James P Blaylock is one of the finest writers of ‘American magical realism’ (a genre which he virtually invented single-handedly), and is noted for a distinctive, humorous style, as well as being one of the pioneers of the steampunk sub-genre of science fiction and fantasy. The diversity of his writing is impressive, as I’ll go on to hopefully illustrate, but the best words to use to describe a typical Blaylock novel include ‘thoughtful’, ‘moving’, ‘unsettling’ and, of course, ‘unique’. Blaylock lives in California, which provides the setting for much of his work – including the fine novels Land of Dreams, The Last Coin, The Paper Grail, Night Relics, The Rainy Season and Winter Tides – all highly recommended. Notwithstanding the title of this post, although he is the author of several steampunk novels, Blaylock’s output is by no means limited to this sub-genre and he has also written straight fantasy, children’s fiction and short stories published in a variety of magazines and small press editions. As mentioned above, many of Blaylock’s books can specifically be termed magic realism – a genre where magical elements are a natural part in an otherwise mundane, realistic environment. He and his friends, fellow steampunk luminaries Tim Powers and K W Jeter were mentored by none other than Philip K Dick himself and it is arguable that Blaylock has already left behind a body of work that is comparable to Dick’s in its quality and influence.
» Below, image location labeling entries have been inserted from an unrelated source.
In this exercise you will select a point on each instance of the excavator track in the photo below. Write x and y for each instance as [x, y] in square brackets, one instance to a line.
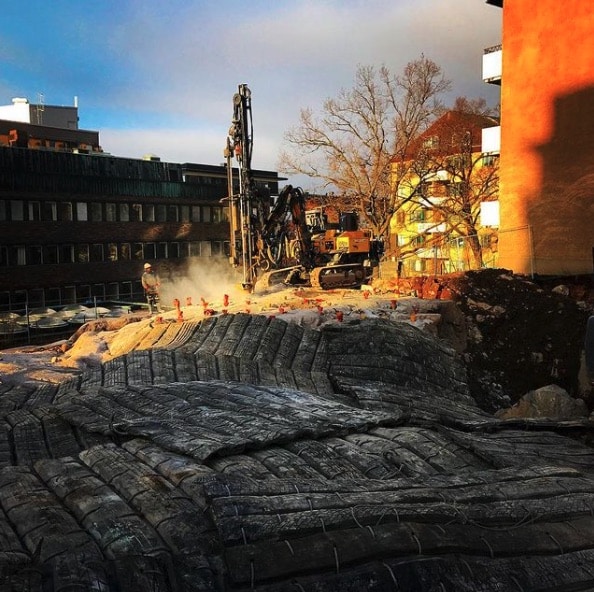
[276, 277]
[348, 275]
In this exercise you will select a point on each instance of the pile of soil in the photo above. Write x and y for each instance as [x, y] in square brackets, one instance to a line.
[522, 334]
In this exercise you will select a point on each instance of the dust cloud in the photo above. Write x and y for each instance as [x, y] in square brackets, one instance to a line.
[204, 282]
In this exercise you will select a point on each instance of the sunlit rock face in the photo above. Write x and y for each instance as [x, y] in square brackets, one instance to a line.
[247, 453]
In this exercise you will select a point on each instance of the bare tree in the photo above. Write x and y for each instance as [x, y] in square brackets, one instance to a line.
[358, 144]
[457, 177]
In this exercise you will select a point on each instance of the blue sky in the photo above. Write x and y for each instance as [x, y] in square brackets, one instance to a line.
[158, 77]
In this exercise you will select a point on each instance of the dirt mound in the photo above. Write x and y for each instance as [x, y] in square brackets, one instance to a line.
[521, 335]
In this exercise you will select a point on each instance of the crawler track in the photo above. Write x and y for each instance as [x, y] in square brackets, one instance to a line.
[244, 453]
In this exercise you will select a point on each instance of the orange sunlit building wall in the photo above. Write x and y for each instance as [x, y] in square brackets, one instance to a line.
[547, 137]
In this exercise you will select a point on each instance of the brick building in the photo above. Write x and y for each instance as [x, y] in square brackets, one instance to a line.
[77, 224]
[547, 137]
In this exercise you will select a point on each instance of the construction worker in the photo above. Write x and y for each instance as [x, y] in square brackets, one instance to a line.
[151, 283]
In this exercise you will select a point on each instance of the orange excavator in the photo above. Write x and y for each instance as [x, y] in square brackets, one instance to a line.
[282, 242]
My first exposure to the weird and wonderful world of Blaylock was reading the delightful Land of Dreams back in the eighties, although in my view the novel hasn’t dated a bit in all the time since. Just looking at the cover alone, even today, gives me a shiver, with its depiction of a gigantic shoe, tortoise and skull washed up on an otherwise normal beach. The book tells the story of the coming of the Solstice, an event that occurs just once every twelve years, and how it brings with it a sinister carnival that brings a sense of terror and wonder to a small coastal town. Three curious adventurers discover the gateway to the mysterious Land of Dreams – a place where you may not always get what you want but you definitely get what you deserve, whether you like it or not! Land of Dreams is by turns beautiful, threatening, and exhilarating – a book for lovers of language, life and dreams, by an author who understands all three. Blaylock’s novel hit me like a bolt of lightning out of a clear blue sky and no sooner had I finished it than I went looking for more books by him. What follows is just a selection of what I found.
The Rainy Season is a very different book from Land of Dreams, almost devoid of the latter novel’s largely humorous tone. It tells of a young man, Phil, deeply shaken by the sudden death of his wife and the eerie sensations he gets as he roams around the big, old house he inherits from his mother. He’s sure that he’s seen people snooping around his property, by the old well that, in the Californian rainy season, always seems ready to overflow. How much, though, is real and how much is in his head? That’s the question. When Phil’s sensitive young niece Betsy comes to live with him she begins to sense the powerful emotions of the past, to hear the voices of the dead, and to see the uncanny powers that are closing in around the house. The Rainy Season is not only a brilliant contemporary ghost story, it is also a superb blend of psychological insight and unearthly phenomena. The book blurs the lines between the past and the present, the living and the dead, fantasy and reality. The Rainy Season also forms part of a loose trilogy of present-day Californian ghost stories, along with Night Relics and Winter Tides, the latter of which won the World Fantasy Award.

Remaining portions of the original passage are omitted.